A reconversão do edifício da Cunha Baixa para a Bolsa Nacional de Alojamento Urgente e Temporário, a criação do Hub Tecnológico, a implementação do Radar Social, a Telemetria da Água, o programa Ecomóbil, a Central de Camionagem, os Bairros Comerciais Digitais e várias operações de regeneração urbana devem também acontecer no próximo ano.
Estão previstas obras nas freguesias, como a pavimentação da Rua das Barrocas (em Moimenta de Maceira Dão), a reabilitação da estrada municipal 615 (entre Vila Seca e Mareco), a pavimentação do caminho municipal 1439-1 (entre Espinho e Cunha Baixa) e a construção das ETAR’s de Moimenta de Maceira Dão, Cunha Baixa e Espinho.
O executivo decidiu manter o IMI na taxa mínima legal (0,3%), a participação variável no IRS nos 4% e a derrama entre 0,5% e 1% (em função do volume de negócios anual).
O autarca considerou que es­ta é “uma política fiscal responsável e equilibrada, que alivia o esforço das famílias, sem penalizar excessivamente cidadãos e empresas, permitindo investir e manter contas certas”. Na sua opinião, “o ní­vel de endividamento mantém-se controlado e abaixo dos limites legais, ficando salvaguardada a autonomia financeira da câmara”, com uma margem positiva superior a 720 mil euros e a garantia de capacidade para fi­nanciar a despesa corrente (suportada por receita corrente) e as amortizações de empréstimos.
O vereador do Novo Rumo, Sobral Abrantes, justificou o voto contra com o facto de a proposta apresentada revelar “falta de ambição, de capacida­de de definição de prioridades e de resolução dos problemas estruturais” do concelho.
Na sua opinião, faltam políticas e investimento nas áreas da habitação, do apoio à natalida­de, do ambiente e coesão social, do património e cultura e da política industrial.

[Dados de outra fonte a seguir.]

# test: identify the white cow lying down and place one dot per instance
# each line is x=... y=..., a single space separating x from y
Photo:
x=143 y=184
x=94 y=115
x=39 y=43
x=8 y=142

Relativamente à última área, Sobral Abrantes apontou que “a necessidade de construção célere de zona industrial, pelo contributo decisivo para o desenvolvimento do concelho, foi reconhecida por todas as candidaturas aos órgãos autárquicos”.
“Apesar das promessas de início das obras de construção de uma nova zona industrial, tal será uma miragem em 2026 por estar previsto o dispêndio de um euro”, lamentou.
Sobral Abrantes diz que “em contraponto com a ausência de investimentos”, o documento “não é comedido e rigoroso ao nível das despesas com pessoal, rubrica na qual prevê gastar cer­ca de 11 ME, e principalmente nas rubricas de outros trabalhos especializados e outros serviços, nas quais prevê gastar 4 ME”.
O orçamento irá a votação no dia 22, em Assembleia Municipal (11 eleitos do PS, quatro do Novo Rumo, quatro do PSD/ CDS-PP e dois do Chega).